In resource-constrained settings, early and exclusive breastfeeding prevents infant and child deaths from diarrhea and other infectious diseases, supports normal growth and improves cognitive performance throughout childhood.
Despite this, optimal breastfeeding practices are declining globally, with less than half of the world’s newborns benefiting from early breastfeeding and about one-third exclusively breastfed for the first six months of life. Low-cost and effective strategies to improve breastfeeding behaviors in underserved areas are urgently needed.
Two ways to efficiently reach out to a large number of women on breastfeeding are through microfinance programs and cellphone messages. Incorporating health programs into microfinance takes advantage of the social networks and social support inherent in group activities — a type of support that can help change breastfeeding behaviors.
Mobile phone messages are also a great way to increase the number of repeated contacts with women who most need encouragement to breastfeed. Partners for Development, a nonprofit organization that works with vulnerable populations in the areas of health, agriculture, food security, livelihoods, and microfinance in Africa and Southeast Asia, and researchers from the University of North Carolina tested these ideas in northeast Nigeria by integrating group breastfeeding promotion and mobile messaging into a microcredit program. The integrated program increased the number of women who started breastfeeding early and exclusively breastfed their infants for six months.
We reached out to women participating in a microcredit program, a system in which small business owners, often women, receive loans to begin or advance their enterprise. Small groups of five to seven friends, neighbors and/or relatives join the program together and meet regularly with several other small groups to repay their microloans.
Every month, credit officers led discussions about breastfeeding during microcredit meetings. The sessions covered recommendations for early and exclusive breastfeeding, benefits of following breastfeeding recommendations, breastfeeding techniques and timing for introducing complementary foods. Key messages from the meetings were sent as text and voice messages to mobile phones given to group leaders, who were instructed to share the messages. Group members selected some messages to be dramatized or turned into songs and performed at monthly microcredit meetings.
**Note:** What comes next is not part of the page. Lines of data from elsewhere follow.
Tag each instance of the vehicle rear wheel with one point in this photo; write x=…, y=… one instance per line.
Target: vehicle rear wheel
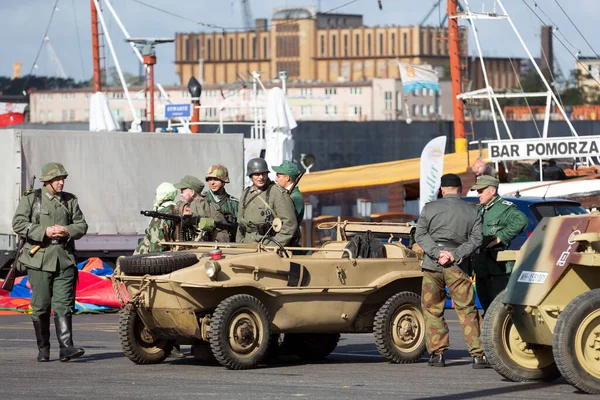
x=240, y=332
x=576, y=342
x=311, y=346
x=137, y=342
x=399, y=328
x=156, y=263
x=510, y=356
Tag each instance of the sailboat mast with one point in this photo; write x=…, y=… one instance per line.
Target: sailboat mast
x=460, y=141
x=95, y=49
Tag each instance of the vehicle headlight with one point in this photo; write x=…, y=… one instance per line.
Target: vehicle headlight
x=212, y=268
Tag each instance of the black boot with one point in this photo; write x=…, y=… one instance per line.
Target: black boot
x=64, y=334
x=42, y=335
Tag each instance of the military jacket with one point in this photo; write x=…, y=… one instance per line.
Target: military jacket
x=61, y=209
x=254, y=213
x=160, y=230
x=202, y=208
x=501, y=219
x=448, y=224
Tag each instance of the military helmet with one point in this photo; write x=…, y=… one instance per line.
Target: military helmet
x=51, y=171
x=256, y=166
x=219, y=172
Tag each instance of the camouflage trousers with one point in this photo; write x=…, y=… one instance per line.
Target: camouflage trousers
x=433, y=301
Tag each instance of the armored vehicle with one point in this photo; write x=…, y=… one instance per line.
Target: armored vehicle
x=235, y=300
x=547, y=322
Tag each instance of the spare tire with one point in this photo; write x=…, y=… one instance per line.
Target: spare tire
x=156, y=263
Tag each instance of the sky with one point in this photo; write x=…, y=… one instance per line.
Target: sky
x=23, y=24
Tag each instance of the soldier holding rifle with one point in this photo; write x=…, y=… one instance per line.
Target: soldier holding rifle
x=51, y=219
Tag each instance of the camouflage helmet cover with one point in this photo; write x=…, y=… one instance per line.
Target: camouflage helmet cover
x=219, y=172
x=256, y=166
x=52, y=170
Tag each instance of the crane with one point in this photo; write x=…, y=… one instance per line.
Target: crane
x=248, y=24
x=60, y=71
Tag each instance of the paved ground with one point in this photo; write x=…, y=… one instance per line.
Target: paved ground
x=354, y=371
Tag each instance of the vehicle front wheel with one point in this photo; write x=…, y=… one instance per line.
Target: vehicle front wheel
x=137, y=342
x=399, y=328
x=240, y=332
x=510, y=356
x=576, y=342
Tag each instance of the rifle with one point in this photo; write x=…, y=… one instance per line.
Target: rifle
x=291, y=189
x=9, y=280
x=188, y=221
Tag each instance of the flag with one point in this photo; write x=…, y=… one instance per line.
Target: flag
x=415, y=77
x=432, y=168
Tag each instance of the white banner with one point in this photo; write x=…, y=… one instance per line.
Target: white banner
x=432, y=168
x=527, y=149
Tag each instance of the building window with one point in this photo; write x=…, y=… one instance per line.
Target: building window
x=333, y=46
x=322, y=45
x=265, y=48
x=306, y=111
x=388, y=100
x=355, y=111
x=345, y=45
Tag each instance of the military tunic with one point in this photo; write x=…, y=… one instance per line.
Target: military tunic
x=228, y=206
x=202, y=208
x=453, y=225
x=501, y=219
x=254, y=212
x=52, y=269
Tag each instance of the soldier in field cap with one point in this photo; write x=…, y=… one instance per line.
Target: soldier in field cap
x=502, y=222
x=449, y=231
x=50, y=220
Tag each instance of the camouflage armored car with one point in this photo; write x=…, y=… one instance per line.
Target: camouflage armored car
x=547, y=322
x=233, y=301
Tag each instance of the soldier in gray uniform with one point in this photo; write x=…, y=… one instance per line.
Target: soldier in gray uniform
x=50, y=220
x=449, y=231
x=260, y=204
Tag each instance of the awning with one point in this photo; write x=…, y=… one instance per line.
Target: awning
x=382, y=173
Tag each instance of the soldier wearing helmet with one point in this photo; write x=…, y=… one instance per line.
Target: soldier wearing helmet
x=50, y=220
x=260, y=204
x=216, y=177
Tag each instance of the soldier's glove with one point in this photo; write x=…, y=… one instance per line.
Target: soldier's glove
x=206, y=224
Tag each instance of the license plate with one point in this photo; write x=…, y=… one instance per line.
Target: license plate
x=532, y=277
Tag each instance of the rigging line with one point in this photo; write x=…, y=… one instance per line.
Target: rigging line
x=525, y=98
x=41, y=46
x=78, y=40
x=569, y=18
x=563, y=44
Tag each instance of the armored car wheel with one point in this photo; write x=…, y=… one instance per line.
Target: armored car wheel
x=576, y=342
x=156, y=263
x=311, y=346
x=137, y=342
x=240, y=332
x=399, y=328
x=510, y=356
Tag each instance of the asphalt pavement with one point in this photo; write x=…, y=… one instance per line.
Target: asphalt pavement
x=355, y=370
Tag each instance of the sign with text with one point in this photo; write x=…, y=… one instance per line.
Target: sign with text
x=178, y=110
x=527, y=149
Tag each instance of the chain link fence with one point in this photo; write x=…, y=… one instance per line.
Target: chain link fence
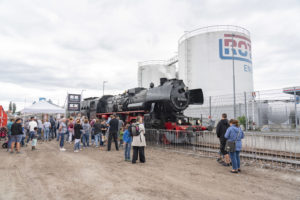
x=267, y=150
x=269, y=110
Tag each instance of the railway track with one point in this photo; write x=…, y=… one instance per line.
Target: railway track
x=264, y=156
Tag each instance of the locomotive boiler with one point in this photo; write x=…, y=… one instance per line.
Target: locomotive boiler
x=162, y=106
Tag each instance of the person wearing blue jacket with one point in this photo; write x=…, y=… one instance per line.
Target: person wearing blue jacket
x=127, y=141
x=235, y=133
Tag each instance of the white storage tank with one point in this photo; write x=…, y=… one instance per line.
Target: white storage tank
x=152, y=71
x=206, y=60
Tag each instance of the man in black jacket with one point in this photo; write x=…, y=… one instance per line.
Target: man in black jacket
x=113, y=132
x=221, y=130
x=16, y=135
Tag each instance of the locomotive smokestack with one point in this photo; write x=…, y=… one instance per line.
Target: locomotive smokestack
x=163, y=80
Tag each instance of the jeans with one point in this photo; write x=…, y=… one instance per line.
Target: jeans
x=127, y=151
x=97, y=138
x=53, y=132
x=138, y=152
x=67, y=136
x=70, y=136
x=57, y=138
x=40, y=132
x=110, y=137
x=235, y=159
x=77, y=144
x=46, y=133
x=101, y=139
x=86, y=140
x=9, y=142
x=23, y=141
x=61, y=135
x=30, y=136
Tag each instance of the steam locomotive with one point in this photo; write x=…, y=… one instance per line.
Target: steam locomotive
x=161, y=106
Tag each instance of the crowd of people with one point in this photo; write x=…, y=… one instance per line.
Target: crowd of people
x=83, y=132
x=98, y=133
x=230, y=132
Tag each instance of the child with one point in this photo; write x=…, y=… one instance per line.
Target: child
x=77, y=134
x=34, y=139
x=127, y=141
x=121, y=137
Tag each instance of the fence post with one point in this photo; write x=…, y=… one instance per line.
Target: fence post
x=246, y=110
x=210, y=107
x=296, y=117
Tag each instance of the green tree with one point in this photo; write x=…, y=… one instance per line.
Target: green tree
x=14, y=108
x=10, y=106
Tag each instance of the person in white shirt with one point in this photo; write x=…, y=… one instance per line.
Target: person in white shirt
x=32, y=124
x=40, y=127
x=46, y=127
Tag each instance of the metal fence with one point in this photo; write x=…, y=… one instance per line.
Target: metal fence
x=267, y=150
x=269, y=110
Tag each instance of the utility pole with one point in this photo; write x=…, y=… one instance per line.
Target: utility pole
x=296, y=118
x=104, y=86
x=233, y=78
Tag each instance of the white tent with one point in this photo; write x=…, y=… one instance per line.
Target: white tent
x=43, y=107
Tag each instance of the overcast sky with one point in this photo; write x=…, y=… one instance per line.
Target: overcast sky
x=49, y=48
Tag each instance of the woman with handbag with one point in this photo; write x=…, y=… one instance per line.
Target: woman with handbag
x=234, y=136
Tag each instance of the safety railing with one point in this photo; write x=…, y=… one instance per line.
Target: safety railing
x=263, y=150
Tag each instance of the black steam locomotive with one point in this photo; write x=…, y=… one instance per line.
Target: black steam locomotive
x=162, y=106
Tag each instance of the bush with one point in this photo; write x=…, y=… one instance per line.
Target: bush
x=242, y=120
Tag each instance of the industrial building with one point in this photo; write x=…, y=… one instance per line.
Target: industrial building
x=218, y=59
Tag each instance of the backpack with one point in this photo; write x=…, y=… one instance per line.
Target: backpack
x=134, y=130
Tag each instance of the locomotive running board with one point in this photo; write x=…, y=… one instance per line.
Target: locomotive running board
x=196, y=97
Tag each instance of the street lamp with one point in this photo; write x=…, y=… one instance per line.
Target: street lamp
x=233, y=78
x=103, y=86
x=81, y=94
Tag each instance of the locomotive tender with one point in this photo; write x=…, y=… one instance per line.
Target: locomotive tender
x=162, y=106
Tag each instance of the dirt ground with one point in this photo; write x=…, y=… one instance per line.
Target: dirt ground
x=94, y=173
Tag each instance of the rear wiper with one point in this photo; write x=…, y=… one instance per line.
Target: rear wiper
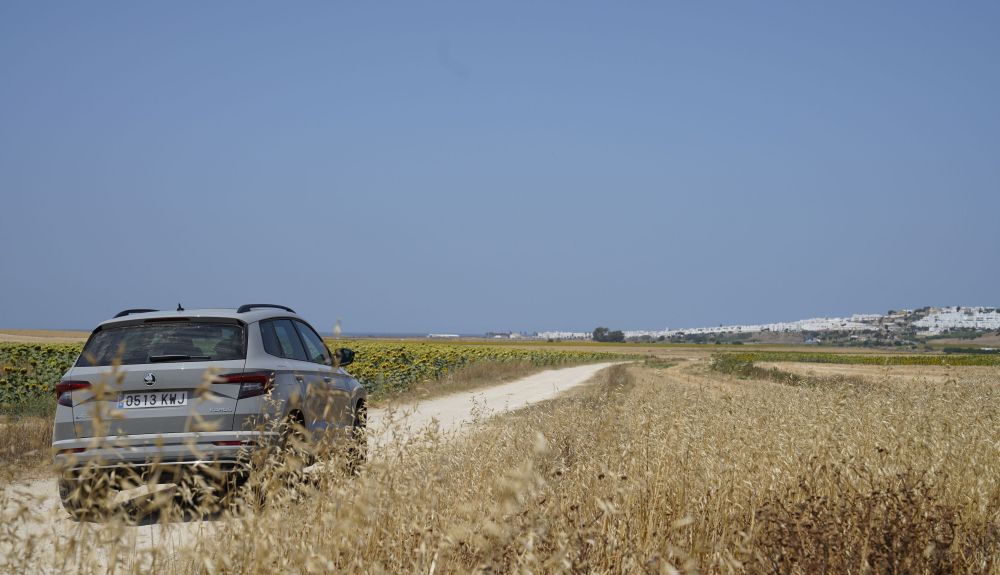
x=176, y=357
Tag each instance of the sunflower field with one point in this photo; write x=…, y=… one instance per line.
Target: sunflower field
x=29, y=372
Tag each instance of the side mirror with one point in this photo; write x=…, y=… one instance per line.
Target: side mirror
x=343, y=356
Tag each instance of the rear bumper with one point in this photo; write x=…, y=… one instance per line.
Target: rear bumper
x=215, y=449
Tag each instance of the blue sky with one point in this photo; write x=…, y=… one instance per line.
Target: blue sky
x=468, y=166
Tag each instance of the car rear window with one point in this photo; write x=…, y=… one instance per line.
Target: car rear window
x=174, y=341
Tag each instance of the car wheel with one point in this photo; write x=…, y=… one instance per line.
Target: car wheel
x=357, y=451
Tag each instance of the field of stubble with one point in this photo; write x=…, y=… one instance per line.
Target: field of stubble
x=648, y=470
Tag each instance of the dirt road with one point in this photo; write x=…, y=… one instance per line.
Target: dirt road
x=34, y=514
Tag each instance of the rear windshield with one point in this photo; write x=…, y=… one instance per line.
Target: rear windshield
x=174, y=341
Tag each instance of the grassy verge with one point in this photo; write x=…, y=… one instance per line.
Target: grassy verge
x=859, y=359
x=740, y=366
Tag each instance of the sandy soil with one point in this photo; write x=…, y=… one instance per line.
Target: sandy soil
x=451, y=414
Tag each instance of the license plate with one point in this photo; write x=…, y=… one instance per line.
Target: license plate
x=152, y=399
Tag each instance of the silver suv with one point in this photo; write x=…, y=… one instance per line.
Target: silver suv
x=159, y=396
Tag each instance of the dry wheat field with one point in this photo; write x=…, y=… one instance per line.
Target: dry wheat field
x=650, y=468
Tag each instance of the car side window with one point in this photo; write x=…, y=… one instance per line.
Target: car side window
x=288, y=340
x=315, y=349
x=271, y=345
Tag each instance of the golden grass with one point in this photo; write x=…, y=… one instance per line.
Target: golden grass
x=647, y=471
x=26, y=445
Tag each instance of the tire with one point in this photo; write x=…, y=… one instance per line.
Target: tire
x=357, y=451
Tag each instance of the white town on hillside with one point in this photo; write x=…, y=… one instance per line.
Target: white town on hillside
x=930, y=321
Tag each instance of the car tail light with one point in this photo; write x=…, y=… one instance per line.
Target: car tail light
x=63, y=389
x=252, y=383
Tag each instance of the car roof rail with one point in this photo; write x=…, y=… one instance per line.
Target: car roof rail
x=249, y=306
x=131, y=311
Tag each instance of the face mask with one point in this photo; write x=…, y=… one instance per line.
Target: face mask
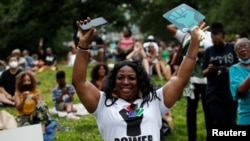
x=247, y=61
x=26, y=87
x=13, y=64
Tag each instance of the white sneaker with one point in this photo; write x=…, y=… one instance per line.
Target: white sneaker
x=72, y=116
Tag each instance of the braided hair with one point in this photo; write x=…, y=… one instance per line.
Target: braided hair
x=143, y=82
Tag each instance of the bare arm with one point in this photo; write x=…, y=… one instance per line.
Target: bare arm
x=174, y=87
x=87, y=92
x=244, y=86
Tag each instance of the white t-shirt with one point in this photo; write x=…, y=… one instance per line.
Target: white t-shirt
x=115, y=125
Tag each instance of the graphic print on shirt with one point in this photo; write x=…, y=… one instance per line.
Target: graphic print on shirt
x=133, y=116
Giving small groups of women access to mobile phones was a key component of the program. It pushed them together to review and discuss the messages. Many groups also shared the messages with other community members, thereby facilitating a shift in social norms related to breastfeeding practices.
“This is a trust given to me that when a message comes to the phone, I must try my best to share it with women in the group,” one user explained. “I don’t only share with members of the group, but include neighbors. Even during casual discussions, as we pass time, I find a way to chip in something about our program to attract them. This way, they have accepted the messages I share that come through the phone.”
By building innovative face-to-face and mobile health components onto a microcredit program, we can spread messages to women in the groups and their friends and neighbors, greatly broadening the impact. The intervention could be scaled up in Nigeria and adopted more widely given that nearly 200 million women — many of childbearing age — are involved in microfinance globally. Assuming that each woman participating can have an impact on five of her family members and friends, this type of program, if scaled up, has the potential to benefit 1 billion worldwide.